3. Query the exported dynamic symbol tables:
   *   **macOS**:
       ```bash
       nm -gU build/cli/lib/libsqlite3.dylib
       ```
   *   **Linux**:
       ```bash
       nm -D build/cli/lib/libsqlite3.so
       ```
   *   **Windows** (using MSVC Developer Command Prompt):
       ```cmd
       dumpbin /EXPORTS build\cli\lib\sqlite3.dll
       ```
4. **Confirm Target Exports**: Verify that the command outputs **only** the explicitly kept entry point functions (e.g. `sqlite3_libversion`) and does not output any unreferenced/stripped symbols.
5. **No Bundle Scenario**: If the application does not import or invoke any methods from the native library:
   - Verify that the link hook logs: `Skipping linking as no symbols are to be kept.`
   - Verify that no library was built/placed in the production bundle (the `.dylib`/`.so`/`.dll` file is not generated, saving bundle size).

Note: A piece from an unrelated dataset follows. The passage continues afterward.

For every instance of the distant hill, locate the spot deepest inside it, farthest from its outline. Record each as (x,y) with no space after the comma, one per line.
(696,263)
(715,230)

### 4. Verify Offline Compliance (User Defines)
Confirm offline compliance is fully active and the download fallback executes perfectly offline:

1. Configure the `local_build: true` define for your package in the package's `pubspec.yaml` (or the workspace root `pubspec.yaml`):
   ```yaml
   hooks:
     user_defines:
       <your_package_name>:
         local_build: true
   ```
2. Disable the machine's network adapter or run in a sandboxed offline shell.
3. Launch unit tests:
   ```bash
   dart test
   ```
4. Verify the test suite successfully compiles local source files using host compilers, has no compile errors, and never attempts network download requests.